In its recent report,JUSTICE , the all party law reform and human rights organisation, called for the abolition of the dock and recommended alternative strategies. The findings of this report make surprising and compelling reading.
For those unfamiliar with court proceedings, in criminal trials of adults, those remanded in custody will appear in court in a secure glass dock and if they are on bail, they often appear in an open dock rising to waist height. As a criminal defence lawyer I am well accustomed to the layout of the criminal court but have not previously given much thought to the defendant’s positioning and how the physical presence of a dock may influence our subconscious.
The latest JUSTICE report considers whether an independent observer would struggle to avoid the impression that the enclosed defendant immediately appears to be guilty simply by being presented to the court in the dock.
The dock may be an accepted norm but its use is relatively recent. A requirement to use a dock is not enshrined in our law and a number of other jurisdictions including the US use the dock seldom, if ever. The reasoning behind the relatively recent use is to prevent escape or violence but this is not supported by the evidence.
A growing body of academic research demonstrates that the use of the dock impacts on fairness in the criminal trial and is disproportionate to any perceived threat.
Within the last 20 years, the docks have become glass walled boxes that project into the courtroom or open docks, dependant on security needs. Today most courts have only secure docks, where defendants are placed whether or not they pose any risk.

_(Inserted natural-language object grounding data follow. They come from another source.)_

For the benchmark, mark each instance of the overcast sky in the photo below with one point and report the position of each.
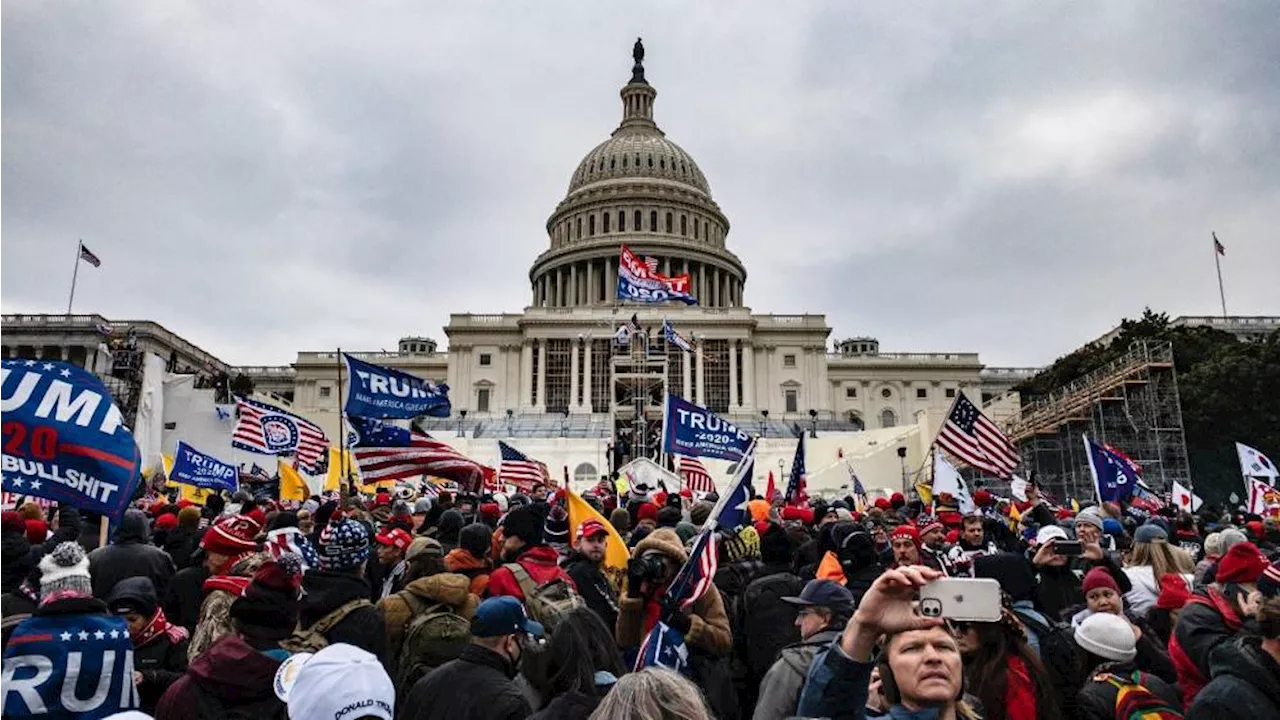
(1009, 178)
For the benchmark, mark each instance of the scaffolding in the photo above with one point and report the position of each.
(1129, 404)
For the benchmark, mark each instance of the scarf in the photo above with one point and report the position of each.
(156, 627)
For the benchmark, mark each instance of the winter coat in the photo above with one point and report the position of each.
(1097, 698)
(594, 587)
(327, 592)
(215, 611)
(780, 689)
(1246, 683)
(462, 563)
(184, 596)
(129, 556)
(542, 563)
(478, 686)
(232, 674)
(449, 588)
(1146, 588)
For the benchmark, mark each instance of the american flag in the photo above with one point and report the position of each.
(519, 470)
(272, 431)
(389, 452)
(973, 438)
(696, 575)
(696, 478)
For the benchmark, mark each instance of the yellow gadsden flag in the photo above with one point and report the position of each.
(616, 555)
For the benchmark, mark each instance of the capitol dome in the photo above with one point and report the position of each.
(641, 190)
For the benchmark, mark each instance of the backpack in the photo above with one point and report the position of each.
(549, 601)
(1134, 701)
(433, 636)
(311, 639)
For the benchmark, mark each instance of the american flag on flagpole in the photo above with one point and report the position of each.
(272, 431)
(519, 470)
(696, 478)
(973, 438)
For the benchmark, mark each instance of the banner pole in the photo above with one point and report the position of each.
(80, 246)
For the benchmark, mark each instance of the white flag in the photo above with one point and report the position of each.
(1253, 464)
(946, 478)
(1185, 499)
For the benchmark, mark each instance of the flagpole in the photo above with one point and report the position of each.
(1217, 263)
(80, 246)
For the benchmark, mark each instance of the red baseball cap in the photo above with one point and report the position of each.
(590, 528)
(397, 538)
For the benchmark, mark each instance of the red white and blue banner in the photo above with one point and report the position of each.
(639, 282)
(63, 438)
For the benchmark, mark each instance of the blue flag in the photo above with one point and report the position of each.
(193, 468)
(68, 666)
(1114, 477)
(64, 438)
(696, 432)
(383, 392)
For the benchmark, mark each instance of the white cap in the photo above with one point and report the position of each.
(337, 678)
(1050, 532)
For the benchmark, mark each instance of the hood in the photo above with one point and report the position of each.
(449, 588)
(231, 669)
(327, 592)
(133, 528)
(1244, 659)
(664, 541)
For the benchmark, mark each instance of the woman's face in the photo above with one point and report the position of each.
(1104, 600)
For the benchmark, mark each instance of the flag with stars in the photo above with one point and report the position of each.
(65, 437)
(968, 434)
(663, 647)
(37, 662)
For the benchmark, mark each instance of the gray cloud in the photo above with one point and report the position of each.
(974, 176)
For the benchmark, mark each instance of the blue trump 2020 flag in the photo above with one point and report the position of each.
(193, 468)
(696, 432)
(1114, 477)
(383, 392)
(64, 438)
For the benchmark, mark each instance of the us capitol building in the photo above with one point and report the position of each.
(552, 376)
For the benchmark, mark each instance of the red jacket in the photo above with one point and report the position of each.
(542, 563)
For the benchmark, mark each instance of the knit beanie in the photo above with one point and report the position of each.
(1098, 578)
(64, 570)
(1242, 564)
(1107, 636)
(343, 545)
(269, 607)
(476, 538)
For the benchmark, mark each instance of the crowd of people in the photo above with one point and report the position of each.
(408, 606)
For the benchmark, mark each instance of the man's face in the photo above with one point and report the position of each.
(926, 666)
(1087, 533)
(594, 547)
(905, 551)
(812, 620)
(973, 533)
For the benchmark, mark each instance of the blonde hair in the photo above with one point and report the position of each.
(1162, 557)
(653, 693)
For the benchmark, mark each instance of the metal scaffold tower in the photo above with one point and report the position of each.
(639, 388)
(1130, 404)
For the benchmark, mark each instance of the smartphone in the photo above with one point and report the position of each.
(1068, 548)
(974, 600)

In its report JUSTICE  argue that the defendant’s right to a fair trial is prejudiced by the position in the dock. Effective participation is limited, as it physically distances the defendant from the Judge and Jury and inhibits communication with their legal team. It can also make it harder for the defendant to follow all of the evidence.
I read with interest the suggestion that the presence of the defendant in the dock sets him apart as something different and possibly dangerous. An academic study in Australiain 2014  has found compelling evidence to support the contention that when evidence is inconclusive, jury’s are far more likely to convict those in an open or secure dock rather than those sitting with their lawyer. Does the dock then impact on the presumption of innocence?
In the US and Netherlands the defendant sits next to their advocate and the actual prevalence of security incidents has been found to be negligible. JUSTICE recommends that the defendant should sit with his lawyer so that they can confer and he can play an active part in the proceedings. This would also remove any subliminal bias based on his position in the courtroom. The report also suggests that where there is potential risk of violence or escape, the Judge could consider an application for concealed restraints. Other security measures proposed, include more security guards in the courtroom and in high risk cases, the jury could instead be separated from everyone else in court by a glass screen.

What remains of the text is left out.